Buna karşılık, zorlayıcı cebirde durum farklıdır Zorlayıcı cebirde, kişiye karşı fiziki
güç kullanmak suretiyle, onun veya bir üçüncü kişinin iradesi ve davranışları üzerinde
zorlayıcı bir etki meydana getirilmesi söz konusudur. Cebre maruz kalan kişi, bu fiziki
gücün meydana getirdiği acının etkisiyle belli bir davranışta bulunmaya zorlanmaktadır.
Uygulanan güç nedeniyle kişi hâlen icra edilen saldırıdan kurtulmak için istemediği ve
haksızlık teşkil ettiğini bildiği hâlde suç teşkil eden bir fiili işlemektedir. Dolayısıyla cebre
maruz kalan kişinin iradi karar verme ve hareket etme özgürlüğünden söz etmek mümkün değildir.
Cebre maruz kalan kişinin gerçekleştirdiği davranış, hukuki anlamda fiil niteliğine
sahiptir ve bu kişi işlediği fiil bakımından kasten hareket etmektedir. Bu kişinin işlediği
ve haksızlık teşkil eden fiilden dolayı cezalandırılmamasının nedeni, uygulanan cebir nedeniyle haksızlığı tercih etmek mecburiyetinde kalmış olmasıdır. Örneğin bir kimsenin
kolunun arkaya kıvrılarak, bundan kurtulması için eline verilen taşı mağazanın vitrinine
atmak zorunda bırakılması, aynı şekilde bir bayanın saçlarından sürüklenerek başkasına
hakaret etmeye zorlanması gibi hâllerde kişi cebrin etkisinde kalarak suç işlemiş olmaktadır.

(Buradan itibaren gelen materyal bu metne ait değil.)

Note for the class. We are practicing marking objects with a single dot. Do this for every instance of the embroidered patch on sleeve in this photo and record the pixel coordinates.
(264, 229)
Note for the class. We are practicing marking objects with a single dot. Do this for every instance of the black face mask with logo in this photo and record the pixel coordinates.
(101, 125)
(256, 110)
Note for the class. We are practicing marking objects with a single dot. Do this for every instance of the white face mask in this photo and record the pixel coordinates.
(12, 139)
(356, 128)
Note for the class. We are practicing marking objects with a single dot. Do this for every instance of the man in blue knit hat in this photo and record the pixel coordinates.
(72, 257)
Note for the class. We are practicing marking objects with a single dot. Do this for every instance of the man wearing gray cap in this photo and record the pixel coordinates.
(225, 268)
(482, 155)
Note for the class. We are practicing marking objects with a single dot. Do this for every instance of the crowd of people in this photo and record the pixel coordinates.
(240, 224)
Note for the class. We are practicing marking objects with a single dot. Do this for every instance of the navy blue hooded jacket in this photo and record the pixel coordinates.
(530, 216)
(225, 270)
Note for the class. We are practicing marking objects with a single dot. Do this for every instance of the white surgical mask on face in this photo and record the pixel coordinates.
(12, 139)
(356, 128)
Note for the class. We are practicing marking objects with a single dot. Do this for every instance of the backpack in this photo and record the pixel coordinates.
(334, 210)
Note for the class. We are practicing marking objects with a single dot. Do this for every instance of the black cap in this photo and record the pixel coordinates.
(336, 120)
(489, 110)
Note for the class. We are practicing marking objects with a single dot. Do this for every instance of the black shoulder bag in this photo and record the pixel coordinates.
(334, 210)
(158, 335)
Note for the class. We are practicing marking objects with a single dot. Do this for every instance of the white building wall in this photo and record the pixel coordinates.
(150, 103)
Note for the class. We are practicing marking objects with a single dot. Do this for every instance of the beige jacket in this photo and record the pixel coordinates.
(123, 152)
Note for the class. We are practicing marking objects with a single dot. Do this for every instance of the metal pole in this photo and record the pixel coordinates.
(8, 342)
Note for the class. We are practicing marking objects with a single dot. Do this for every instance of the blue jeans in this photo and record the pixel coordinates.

Mağazanın vitrinine elindeki taşı fırlatan kişi, işlediği fiilin bilincindedir ve dolayısıyla
mala zarar verme suçunu kasten işlemiştir. Ancak bu kişi kendisine hâlen uygulanmakta
olan cebirden kurtulmak için böyle bir fiili işlemek mecburiyetinde bırakıldığı için hakkında kınama yargısında bulunmak mümkün değildir.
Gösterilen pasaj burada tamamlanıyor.